Antibody reactivity to a synthetic peptide (P62) of the Epstein-Barr nuclear antigen in sera of patients with X-linked lymphoproliferative syndrome

An enzyme-linked immunosorbent assay (ELISA) was used to measured IgG antiboody titers againt a synthetic peptide whose sequence was derived from the glycine-alanine repeating region of Epstein-Barr virus nuclear associated antigen 1 (EBNA-1). Antibody titers were determined in sera from 15 normal subjects, sera from 21 normal male siblings of X-linked lymphoproliferative syndrome (XLP) patients, from 20 XLP patients comprising a total of 42 samples, and ten samples before and ten samples after gamma-globulin therapy in ten patients with XLP. Data analysis demonstrated that while there are differences between the ELISA and ACIF, they appear to measure a similar response as demonstrated by their correlation coefficient (0.77) and the GMT to EBNA observed by both methods.

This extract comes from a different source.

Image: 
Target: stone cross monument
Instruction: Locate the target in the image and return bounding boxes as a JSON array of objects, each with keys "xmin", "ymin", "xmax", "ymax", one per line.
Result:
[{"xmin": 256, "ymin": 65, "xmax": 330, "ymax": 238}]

No cross-reactivity of cytomegalovirus antibodies to the EBNA-1 peptide was observed by immunobv using adsorption against AD-169 infected MRC-5 cells.. However, non-specific binding was observed if samples were not pre-incubated in a 10% goat serum PBS-Tween 20 solution. This pre-treatment removed the non-specific binding that falsely elevated GMT in approximately 15% of both normal and XLP samples in ELISA. The ELISA system appears to be a sensitive, reproducible and objective test that may be useful for assessing the antibody responses of patients to the EBNA-1 protein.